AI spending is increasingly being evaluated as a capital allocation decision. Enterprise generative AI spending exploded from 11.5 billion dollars in 2024 to 37 billion in 2025. That's a 3.2x increase. This happened during the same period when per-token costs fell by a factor of 1,000. Unit economics improved by three orders of magnitude. Spending more than tripled. Scale and continuous operation are now the dominant enterprise AI costs.

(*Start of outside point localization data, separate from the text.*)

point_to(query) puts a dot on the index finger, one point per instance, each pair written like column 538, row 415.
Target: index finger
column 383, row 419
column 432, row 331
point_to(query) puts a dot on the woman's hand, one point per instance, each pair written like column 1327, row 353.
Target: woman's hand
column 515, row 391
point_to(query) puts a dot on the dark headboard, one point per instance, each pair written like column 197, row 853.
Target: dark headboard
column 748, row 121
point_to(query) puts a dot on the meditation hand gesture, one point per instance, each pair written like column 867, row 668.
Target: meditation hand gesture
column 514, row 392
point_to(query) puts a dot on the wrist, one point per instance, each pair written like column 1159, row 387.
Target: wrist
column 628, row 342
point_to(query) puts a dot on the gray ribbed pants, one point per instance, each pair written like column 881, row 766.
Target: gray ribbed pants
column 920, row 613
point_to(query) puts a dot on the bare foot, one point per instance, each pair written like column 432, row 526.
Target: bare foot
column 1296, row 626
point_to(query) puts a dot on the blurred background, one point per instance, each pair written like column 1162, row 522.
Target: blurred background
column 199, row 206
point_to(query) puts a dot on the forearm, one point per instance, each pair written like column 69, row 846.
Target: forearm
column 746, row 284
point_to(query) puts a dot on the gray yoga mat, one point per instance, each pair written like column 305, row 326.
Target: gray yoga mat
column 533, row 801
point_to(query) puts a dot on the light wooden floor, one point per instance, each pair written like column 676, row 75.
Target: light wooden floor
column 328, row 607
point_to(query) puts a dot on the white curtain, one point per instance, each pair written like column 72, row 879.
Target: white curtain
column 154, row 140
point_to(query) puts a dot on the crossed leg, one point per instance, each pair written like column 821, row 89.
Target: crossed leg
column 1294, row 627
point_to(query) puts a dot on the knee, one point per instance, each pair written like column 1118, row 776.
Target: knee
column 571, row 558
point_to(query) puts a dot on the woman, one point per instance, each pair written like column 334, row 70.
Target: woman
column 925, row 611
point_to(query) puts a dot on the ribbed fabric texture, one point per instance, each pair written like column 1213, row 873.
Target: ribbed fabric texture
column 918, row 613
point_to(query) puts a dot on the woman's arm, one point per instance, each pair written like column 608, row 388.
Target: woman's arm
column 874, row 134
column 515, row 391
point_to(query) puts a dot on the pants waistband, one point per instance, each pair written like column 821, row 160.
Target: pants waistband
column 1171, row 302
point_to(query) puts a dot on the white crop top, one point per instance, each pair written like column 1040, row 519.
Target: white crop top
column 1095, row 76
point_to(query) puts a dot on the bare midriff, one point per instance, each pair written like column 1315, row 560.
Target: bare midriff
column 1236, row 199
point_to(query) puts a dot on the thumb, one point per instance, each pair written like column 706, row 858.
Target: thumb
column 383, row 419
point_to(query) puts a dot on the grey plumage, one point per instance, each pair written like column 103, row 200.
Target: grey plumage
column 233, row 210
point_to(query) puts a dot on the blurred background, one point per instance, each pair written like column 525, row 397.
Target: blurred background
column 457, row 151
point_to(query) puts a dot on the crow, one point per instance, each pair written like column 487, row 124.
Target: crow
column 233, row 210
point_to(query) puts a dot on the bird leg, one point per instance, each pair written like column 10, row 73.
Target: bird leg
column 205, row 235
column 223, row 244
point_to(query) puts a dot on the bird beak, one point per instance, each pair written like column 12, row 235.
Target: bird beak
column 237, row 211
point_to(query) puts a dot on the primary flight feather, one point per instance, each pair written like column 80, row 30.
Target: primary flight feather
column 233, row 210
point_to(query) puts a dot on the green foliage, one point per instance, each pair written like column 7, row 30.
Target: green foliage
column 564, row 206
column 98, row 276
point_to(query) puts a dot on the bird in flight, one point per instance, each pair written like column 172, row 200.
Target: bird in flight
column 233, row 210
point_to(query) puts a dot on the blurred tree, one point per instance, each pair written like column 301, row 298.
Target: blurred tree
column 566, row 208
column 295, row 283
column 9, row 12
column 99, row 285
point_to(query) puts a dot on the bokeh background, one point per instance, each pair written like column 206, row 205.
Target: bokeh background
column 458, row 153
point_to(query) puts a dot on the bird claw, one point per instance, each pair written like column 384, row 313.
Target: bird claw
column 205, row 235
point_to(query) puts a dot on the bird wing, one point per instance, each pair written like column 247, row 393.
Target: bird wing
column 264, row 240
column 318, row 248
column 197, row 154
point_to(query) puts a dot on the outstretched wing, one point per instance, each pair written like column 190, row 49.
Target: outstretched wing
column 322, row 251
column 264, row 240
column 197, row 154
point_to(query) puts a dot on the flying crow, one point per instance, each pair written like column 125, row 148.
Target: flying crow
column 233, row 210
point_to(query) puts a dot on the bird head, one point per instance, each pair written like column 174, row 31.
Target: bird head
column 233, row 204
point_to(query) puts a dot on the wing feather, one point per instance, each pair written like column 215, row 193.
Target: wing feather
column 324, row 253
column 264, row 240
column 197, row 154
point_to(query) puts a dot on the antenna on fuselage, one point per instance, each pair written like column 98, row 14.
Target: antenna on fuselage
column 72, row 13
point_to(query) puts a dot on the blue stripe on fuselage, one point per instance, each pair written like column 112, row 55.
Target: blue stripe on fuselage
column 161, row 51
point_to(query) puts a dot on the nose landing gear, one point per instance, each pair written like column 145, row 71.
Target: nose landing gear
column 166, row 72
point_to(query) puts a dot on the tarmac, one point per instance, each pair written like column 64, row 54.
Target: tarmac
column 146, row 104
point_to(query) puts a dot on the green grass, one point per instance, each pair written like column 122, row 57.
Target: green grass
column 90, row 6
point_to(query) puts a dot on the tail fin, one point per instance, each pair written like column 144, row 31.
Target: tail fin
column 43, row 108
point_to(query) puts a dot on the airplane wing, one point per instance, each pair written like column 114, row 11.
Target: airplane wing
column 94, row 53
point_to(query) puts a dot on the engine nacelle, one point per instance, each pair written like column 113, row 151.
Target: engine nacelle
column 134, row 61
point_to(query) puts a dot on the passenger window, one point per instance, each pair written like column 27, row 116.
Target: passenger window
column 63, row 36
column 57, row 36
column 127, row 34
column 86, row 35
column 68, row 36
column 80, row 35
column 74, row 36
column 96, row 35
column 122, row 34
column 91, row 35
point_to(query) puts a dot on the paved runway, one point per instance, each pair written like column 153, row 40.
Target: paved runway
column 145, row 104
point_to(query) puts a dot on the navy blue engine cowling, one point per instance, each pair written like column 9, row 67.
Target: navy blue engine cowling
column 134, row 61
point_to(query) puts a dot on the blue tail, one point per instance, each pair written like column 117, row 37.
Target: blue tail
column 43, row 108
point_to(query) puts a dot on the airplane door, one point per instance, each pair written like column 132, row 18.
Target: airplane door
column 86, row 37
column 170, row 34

Inference has become a recurring operational expense. Every interaction with an LLM burns GPU cycles. Persistent agent workflows and automated inference pipelines can consume tokens continuously, even when no human is actively requesting a response. CFOs used to treat AI as pure innovation. Now it competes with headcount, infrastructure, and product development for capital. Enterprises using AI gateways for cost governance report 40–60% reductions in inference costs. That implies the other 40-60% is waste. It also implies that governance systems now matter more than model capability.

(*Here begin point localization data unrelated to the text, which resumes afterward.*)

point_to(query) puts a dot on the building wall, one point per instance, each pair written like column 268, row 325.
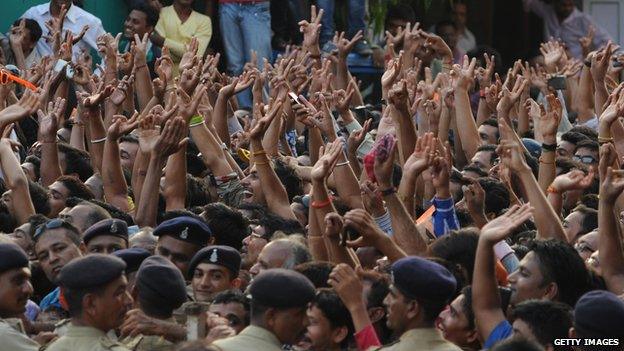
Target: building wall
column 111, row 12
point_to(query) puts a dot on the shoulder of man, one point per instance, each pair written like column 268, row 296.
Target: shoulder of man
column 106, row 343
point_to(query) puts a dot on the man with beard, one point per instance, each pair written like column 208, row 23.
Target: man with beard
column 278, row 314
column 15, row 289
column 94, row 288
column 214, row 269
column 57, row 243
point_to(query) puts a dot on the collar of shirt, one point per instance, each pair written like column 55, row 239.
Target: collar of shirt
column 261, row 333
column 83, row 331
column 72, row 14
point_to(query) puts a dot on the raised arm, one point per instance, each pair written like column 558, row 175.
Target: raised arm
column 610, row 247
column 465, row 121
column 16, row 181
column 486, row 302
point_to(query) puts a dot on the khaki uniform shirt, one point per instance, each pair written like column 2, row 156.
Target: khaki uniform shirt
column 427, row 339
column 84, row 339
column 148, row 343
column 250, row 338
column 14, row 339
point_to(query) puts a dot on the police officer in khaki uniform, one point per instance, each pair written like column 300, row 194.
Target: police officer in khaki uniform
column 94, row 288
column 159, row 289
column 279, row 300
column 420, row 290
column 15, row 289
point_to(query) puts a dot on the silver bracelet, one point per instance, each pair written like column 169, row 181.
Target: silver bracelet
column 97, row 141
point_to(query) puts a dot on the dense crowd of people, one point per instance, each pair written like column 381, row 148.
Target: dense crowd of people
column 156, row 202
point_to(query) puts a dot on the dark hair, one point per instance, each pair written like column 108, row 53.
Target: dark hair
column 96, row 212
column 114, row 212
column 467, row 306
column 289, row 178
column 197, row 192
column 228, row 225
column 475, row 169
column 401, row 12
column 32, row 26
column 490, row 148
column 444, row 23
column 76, row 161
column 590, row 201
column 590, row 219
column 76, row 187
column 496, row 195
column 459, row 247
column 517, row 344
column 35, row 221
column 36, row 162
column 548, row 320
column 561, row 264
column 573, row 137
column 71, row 232
column 335, row 311
column 317, row 271
column 565, row 164
column 587, row 131
column 39, row 197
column 151, row 15
column 588, row 144
column 74, row 297
column 492, row 122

Macdonald framed the operational choice directly: "We're going to have to start talking about token consumption and the associated cost versus headcount."

The discussion increasingly centers on capital allocation, operating costs, and governance. Whether Uber's decision to slow hiring while accelerating AI spending works depends on building measurement and governance systems fast enough to prove the trade is worth it.

Other major enterprises are making identical choices. The pattern is spreading because the math is forcing it. If inference costs are operational expense, if token consumption is outpacing productivity, if organizations can't connect spending to outcomes, then spending must be governed like any other capital category. That requires measurement. That requires deciding what actually matters.

Why Uber Matters Specifically

Uber operates at a particular scale that makes it useful as a case study. The company facilitates over 40 million trips per day in 70+ countries and 15,000 cities. Engineering is core to the business. The platform is already AI-native in parts of its operation. And its leadership is unusually transparent about constraints.

Most enterprises dealing with identical measurement gaps are silent. Uber is exposing the problem publicly. That transparency reveals what's actually happening inside technology organizations right now.

The Real Question

Uber's measurement problem runs through the organizational structure. The company can instrument employee activity in extraordinary detail. Code generated, tokens consumed, experiments run, commits pushed. These metrics are precise and real. What Uber lacks is a system for measuring organizational causality. Does faster local execution translate into better products, stronger margins, or faster feature velocity?

The core issue is that AI systems are advancing faster than the management systems designed to evaluate them. Enterprises can generate more code, more quickly, than they can measure whether the code matters.

Uber is rare in discussing this publicly. Most enterprises are dealing with the same measurement gap but aren't saying so. Silence has a cost. Citi's research shows that it appears in cost of capital.

Organizations that can connect AI spending to measurable operational outcomes will have a structural advantage. Others may continue scaling inference costs without clear evidence of proportional returns.

The bottleneck in enterprise AI has shifted from model capability to measurement.

Key Takeaways

Measure AI productivity gains but struggle to quantify their impact on products and margins.
Uber reports significant increases in employee throughput due to AI tools across various departments.
Executives acknowledge a gap between productivity improvements and measurable organizational returns.
Hyperscalers plan to invest over $600 billion in AI infrastructure by 2026 without clear ROI.
CEO highlights AI tools as empowering employees, enhancing coding and experimentation efficiency.